Post#21 » by laika » Thu May 19, 2011 8:09 pm

At the risk of sounding too confrontational, I think you are simply wrong. Postseason play is significantly different than regular season play.

-In the regular season the games don't count for much. Teams rarely give full effort for long stretches.
-The quality of opposition is significantly higher in the playoffs.
-You play multiple games against one team, which allows weaknesses to be exploited much more effectively.

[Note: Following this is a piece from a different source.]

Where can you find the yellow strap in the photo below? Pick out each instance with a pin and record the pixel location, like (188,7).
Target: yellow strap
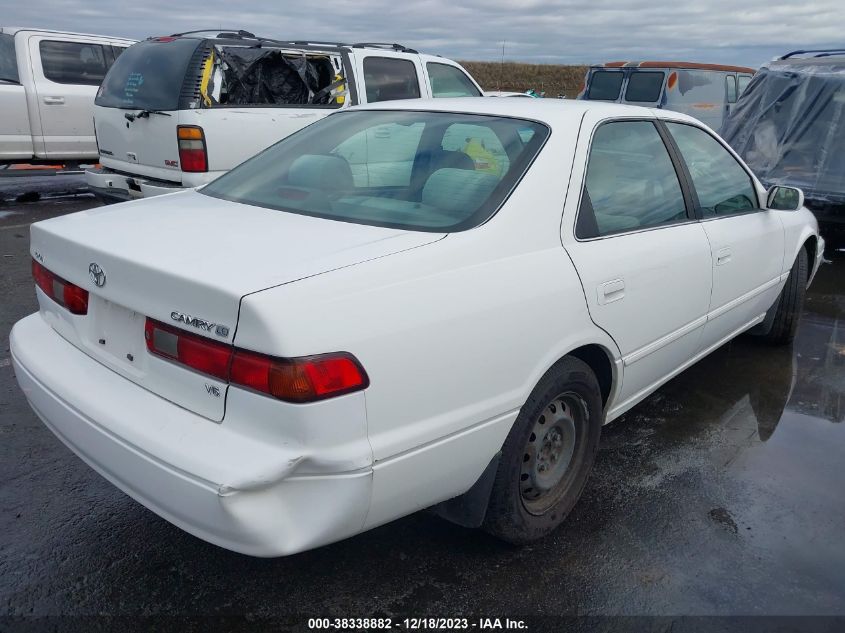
(206,76)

So let's look at some numbers for the Heat this year.

Regular season adj +/-
James, LeBron___ 9.63
Bosh, Chris______ 8.93
Wade, Dwyane___ 7.47
Jones, James____ 1.23
Chalmers, Mario_ -0.55
House, Eddie____ -1.70
Ilgauskas, Zyd___ -7.13
Miller, Mike_____ -7.74
Anthony, Joel____ -8.12
Dampier, Erick__ -10.44

Post season +/-(no one seems to be willing to post adj numbers)
Anthony, Joel___ 35.68
Jones, James____ 14.71
Chalmers, Mario_ 10.55
Wade, Dwyane____ 6.21
Bosh, Chris______ -0.16
James, LeBron___ -4.48
Bibby, Mike_____ -15.99
Ilgauskas, Zyd___ -48.91



According to your theory of "regular season predicts the postseason" these numbers should be completely impossible. The rational conclusion from these numbers is that Lebron is shockingly overrated or that +/- is essentially useless.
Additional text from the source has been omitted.